Aku memandangi sebuah buku yang dua tahun ini begitu kuhindari. Buku tentangmu. Aku pernah menulis semuanya untukmu. Cerita-cerita kita. Harapan-harapan kita. Bahkan karenamu pula aku pernah melabeli semua lelaki itu “buaya”, walaupun aku tak yakin apa hubungan buaya dengan kamu, yang meninggalkanku begitu saja sore hari itu. Tanpa kabar lagi.

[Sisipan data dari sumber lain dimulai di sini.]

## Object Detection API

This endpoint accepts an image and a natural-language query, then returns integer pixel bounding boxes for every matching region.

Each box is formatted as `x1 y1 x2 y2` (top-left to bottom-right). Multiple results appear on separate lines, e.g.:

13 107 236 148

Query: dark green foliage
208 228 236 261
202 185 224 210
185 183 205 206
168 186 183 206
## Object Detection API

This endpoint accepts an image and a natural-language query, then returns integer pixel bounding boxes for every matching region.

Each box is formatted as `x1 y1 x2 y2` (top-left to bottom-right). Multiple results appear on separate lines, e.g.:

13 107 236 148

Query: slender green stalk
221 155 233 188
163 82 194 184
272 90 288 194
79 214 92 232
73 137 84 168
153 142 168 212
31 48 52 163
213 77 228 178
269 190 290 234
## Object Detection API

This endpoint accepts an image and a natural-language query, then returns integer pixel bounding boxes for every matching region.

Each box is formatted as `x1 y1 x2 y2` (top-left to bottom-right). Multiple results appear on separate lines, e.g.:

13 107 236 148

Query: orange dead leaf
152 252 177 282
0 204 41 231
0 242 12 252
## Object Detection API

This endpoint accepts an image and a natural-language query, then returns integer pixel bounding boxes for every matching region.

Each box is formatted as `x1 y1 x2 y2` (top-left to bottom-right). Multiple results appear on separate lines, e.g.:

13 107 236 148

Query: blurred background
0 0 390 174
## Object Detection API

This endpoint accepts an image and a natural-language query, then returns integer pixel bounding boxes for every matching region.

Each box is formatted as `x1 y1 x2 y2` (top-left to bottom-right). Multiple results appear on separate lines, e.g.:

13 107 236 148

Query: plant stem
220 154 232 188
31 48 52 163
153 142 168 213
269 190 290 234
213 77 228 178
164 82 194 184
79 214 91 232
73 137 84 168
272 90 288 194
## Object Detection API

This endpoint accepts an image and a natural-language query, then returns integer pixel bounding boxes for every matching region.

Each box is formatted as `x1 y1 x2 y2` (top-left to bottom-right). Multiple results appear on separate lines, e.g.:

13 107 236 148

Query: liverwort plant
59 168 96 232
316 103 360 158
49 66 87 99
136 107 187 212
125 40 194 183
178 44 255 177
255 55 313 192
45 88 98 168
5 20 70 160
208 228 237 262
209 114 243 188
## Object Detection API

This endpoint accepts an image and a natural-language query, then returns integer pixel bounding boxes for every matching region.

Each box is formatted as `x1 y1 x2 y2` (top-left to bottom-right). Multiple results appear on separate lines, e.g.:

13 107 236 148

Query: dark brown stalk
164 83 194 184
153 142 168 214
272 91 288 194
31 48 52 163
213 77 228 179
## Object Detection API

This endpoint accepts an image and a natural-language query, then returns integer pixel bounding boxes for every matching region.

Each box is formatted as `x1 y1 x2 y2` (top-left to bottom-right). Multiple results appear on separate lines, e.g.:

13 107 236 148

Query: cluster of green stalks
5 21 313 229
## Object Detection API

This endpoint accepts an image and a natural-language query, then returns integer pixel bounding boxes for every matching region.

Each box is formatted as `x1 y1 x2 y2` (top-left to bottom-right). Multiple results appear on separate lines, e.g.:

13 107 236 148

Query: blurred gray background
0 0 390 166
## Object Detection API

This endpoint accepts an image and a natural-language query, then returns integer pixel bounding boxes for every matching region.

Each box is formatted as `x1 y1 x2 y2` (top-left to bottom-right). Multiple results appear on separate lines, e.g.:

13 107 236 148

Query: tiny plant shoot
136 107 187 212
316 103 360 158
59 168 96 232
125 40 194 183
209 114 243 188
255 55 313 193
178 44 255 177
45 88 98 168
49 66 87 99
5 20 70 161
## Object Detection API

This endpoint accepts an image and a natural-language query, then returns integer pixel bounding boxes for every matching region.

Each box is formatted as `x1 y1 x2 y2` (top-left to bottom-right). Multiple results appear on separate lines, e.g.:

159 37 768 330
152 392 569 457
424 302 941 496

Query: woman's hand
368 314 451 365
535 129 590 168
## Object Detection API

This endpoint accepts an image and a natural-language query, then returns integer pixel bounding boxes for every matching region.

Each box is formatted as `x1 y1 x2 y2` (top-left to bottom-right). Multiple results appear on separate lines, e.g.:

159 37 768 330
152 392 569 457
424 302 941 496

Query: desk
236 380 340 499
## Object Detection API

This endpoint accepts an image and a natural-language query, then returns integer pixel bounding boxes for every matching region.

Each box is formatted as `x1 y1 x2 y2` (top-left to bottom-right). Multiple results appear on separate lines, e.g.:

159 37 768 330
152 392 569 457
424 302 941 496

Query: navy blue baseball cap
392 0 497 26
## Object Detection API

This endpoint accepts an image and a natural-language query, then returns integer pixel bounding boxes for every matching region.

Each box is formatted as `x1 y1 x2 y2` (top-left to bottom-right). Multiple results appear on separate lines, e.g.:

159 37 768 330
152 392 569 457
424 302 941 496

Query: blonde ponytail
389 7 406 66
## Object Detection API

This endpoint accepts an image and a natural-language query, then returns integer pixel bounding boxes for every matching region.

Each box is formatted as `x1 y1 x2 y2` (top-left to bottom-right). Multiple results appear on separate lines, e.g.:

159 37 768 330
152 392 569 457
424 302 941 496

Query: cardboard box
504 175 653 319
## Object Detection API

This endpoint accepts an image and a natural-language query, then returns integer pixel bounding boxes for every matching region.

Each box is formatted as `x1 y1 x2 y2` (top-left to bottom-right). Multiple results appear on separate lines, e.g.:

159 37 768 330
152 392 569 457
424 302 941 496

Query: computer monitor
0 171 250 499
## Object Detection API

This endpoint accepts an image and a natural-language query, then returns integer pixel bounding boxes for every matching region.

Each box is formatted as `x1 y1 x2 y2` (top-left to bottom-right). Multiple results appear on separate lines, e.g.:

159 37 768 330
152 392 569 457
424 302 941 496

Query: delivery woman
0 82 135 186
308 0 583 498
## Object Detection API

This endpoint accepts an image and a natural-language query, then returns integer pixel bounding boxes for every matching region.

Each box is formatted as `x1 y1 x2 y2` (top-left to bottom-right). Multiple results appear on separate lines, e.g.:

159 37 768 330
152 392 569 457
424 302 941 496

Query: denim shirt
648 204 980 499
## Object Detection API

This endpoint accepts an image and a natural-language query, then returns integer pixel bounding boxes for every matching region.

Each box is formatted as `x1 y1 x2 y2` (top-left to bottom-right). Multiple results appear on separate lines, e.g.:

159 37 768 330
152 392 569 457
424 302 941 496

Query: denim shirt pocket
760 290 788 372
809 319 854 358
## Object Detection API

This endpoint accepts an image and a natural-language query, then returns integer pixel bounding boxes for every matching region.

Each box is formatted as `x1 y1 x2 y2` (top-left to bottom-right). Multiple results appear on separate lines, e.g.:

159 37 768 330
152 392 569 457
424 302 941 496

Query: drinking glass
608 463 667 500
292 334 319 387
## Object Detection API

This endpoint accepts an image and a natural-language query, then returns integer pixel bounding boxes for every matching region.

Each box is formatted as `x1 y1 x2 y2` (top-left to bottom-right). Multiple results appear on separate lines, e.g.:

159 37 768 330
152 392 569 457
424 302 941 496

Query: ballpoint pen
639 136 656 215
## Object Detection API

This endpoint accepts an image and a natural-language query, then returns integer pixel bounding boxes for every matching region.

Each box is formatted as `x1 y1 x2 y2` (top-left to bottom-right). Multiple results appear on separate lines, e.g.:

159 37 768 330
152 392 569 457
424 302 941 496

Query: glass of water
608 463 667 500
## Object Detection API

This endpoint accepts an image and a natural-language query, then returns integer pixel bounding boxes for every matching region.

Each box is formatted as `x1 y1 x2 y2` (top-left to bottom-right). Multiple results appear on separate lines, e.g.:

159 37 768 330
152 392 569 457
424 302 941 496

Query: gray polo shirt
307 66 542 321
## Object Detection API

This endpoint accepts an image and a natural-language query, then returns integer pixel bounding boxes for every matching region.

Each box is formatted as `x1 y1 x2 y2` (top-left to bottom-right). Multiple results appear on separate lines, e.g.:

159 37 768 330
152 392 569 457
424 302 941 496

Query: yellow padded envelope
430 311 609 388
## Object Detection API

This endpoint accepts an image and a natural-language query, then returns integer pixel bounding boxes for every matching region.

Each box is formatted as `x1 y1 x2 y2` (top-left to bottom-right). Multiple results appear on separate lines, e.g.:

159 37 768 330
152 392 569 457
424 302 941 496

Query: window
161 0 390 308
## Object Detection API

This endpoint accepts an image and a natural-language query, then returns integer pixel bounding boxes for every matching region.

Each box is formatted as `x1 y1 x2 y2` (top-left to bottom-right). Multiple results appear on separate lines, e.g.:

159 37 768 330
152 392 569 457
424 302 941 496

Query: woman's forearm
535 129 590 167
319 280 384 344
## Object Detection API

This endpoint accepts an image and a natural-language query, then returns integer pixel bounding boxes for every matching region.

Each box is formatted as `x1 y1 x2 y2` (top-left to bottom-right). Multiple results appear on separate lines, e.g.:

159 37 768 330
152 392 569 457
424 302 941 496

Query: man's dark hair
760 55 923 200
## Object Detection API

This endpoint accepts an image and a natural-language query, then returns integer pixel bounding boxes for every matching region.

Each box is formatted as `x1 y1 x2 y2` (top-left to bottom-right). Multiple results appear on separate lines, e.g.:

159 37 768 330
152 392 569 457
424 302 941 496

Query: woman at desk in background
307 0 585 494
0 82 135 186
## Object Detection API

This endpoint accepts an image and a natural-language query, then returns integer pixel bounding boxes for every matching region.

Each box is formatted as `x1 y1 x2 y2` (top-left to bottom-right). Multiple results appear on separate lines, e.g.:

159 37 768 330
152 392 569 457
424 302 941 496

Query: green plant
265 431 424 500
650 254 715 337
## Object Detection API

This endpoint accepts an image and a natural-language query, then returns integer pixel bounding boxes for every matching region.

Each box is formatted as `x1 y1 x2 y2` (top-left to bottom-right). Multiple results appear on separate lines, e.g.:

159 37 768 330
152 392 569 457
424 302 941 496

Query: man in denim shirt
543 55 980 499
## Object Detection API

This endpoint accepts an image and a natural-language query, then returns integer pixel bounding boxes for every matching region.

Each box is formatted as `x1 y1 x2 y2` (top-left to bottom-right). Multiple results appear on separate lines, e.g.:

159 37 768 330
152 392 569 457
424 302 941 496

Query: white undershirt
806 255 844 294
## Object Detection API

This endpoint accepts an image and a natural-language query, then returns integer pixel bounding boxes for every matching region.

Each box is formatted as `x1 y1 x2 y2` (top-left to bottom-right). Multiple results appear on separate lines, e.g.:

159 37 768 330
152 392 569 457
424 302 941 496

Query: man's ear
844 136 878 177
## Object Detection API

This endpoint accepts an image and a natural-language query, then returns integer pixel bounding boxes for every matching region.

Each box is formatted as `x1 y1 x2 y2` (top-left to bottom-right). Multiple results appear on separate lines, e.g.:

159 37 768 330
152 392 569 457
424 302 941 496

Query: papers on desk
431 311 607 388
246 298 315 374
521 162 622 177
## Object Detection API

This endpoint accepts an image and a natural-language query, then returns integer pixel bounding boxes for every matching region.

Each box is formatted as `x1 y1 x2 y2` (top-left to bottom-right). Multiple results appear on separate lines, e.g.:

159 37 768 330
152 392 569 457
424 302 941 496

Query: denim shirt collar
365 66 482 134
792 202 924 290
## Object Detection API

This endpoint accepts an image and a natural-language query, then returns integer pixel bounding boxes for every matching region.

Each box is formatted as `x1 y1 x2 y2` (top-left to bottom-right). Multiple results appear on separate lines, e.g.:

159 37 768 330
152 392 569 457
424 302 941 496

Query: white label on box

Hari ini, aku ingin marah sekaligus membanggakan diri di hadapanmu. Hari ketika aku menyebarkan undangan pernikahanku yang tinggal dua minggu lagi. Akan kukirimkan sepaket untukmu dengan buku diary yang berisi semua cerita kita–termasuk transkrip semua janji-janji yang dulu pernah kamu utarakan. Kamu mungkin tak menyangka aku menulis semuanya. Tapi itu gilanya cintaku padamu, saat itu. Yang tiga tahun kemudian berubah menjadi kebencian yang membara.
Hari ini, aku ingin bilang kepadamu bahwa ternyata aku bisa bahagia dengan lelaki lain. Yang bukan buaya. Akan kukembalikan semua janji-janjimu. Ah tapi bukan kamu yang kutemui di rumahmu. Hanya pembantumu yang menunduk memberi sebuah amplop.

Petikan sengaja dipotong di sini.